How do I know when a residual plot is the right one? I'm graphing the residuals for my information, but none of them seem to be close to zero? Does that mean that a better equation can be used?

When analyzing a residual plot, it's important to assess whether the plot exhibits any patterns or trends. Here's how you can determine if a residual plot is "right":

1. Randomness: In a good residual plot, the residuals should appear randomly scattered around the horizontal line through zero. This indicates that the model is capturing the underlying patterns in the data and the residuals are not systematically biased.

2. Constant Variance: The spread of the residuals, also known as the variability, should be relatively consistent across the range of predicted values. If the residuals show a fan or cone-shaped pattern, the variance of the residuals is not constant. In such cases, a more appropriate model may be needed.

3. Zero Mean: The mean of the residuals should be close to zero. This means that, on average, the model is correctly estimating the relationships between the predictors and the outcome. However, it is perfectly normal for individual residuals to differ from zero.

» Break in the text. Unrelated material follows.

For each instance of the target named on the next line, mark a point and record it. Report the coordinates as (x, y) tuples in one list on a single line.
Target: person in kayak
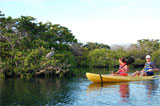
[(148, 69), (123, 71)]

If your residual plot does not meet these criteria, it suggests that the underlying model may be inadequate or misspecification has occurred. In such instances, there are a few steps you can try:

a. Reassess the model: Check if the model is correctly specified and if any necessary transformations or interactions have been included.

b. Add predictors: Consider adding more predictors or exploring different functional forms to capture additional patterns or relationships in the data.

c. Remove outliers: Outliers can greatly impact residual plots. Determine if any extreme observations need to be removed or if data collection errors occurred.

d. Consider alternative models: If the patterns persist after adjustments, it may be necessary to explore different modeling techniques or approaches to better fit the data.

Remember, interpreting a residual plot is subjective to some extent. It is often a good practice to consult with domain experts or seek statistical guidance to ensure the best modeling decisions.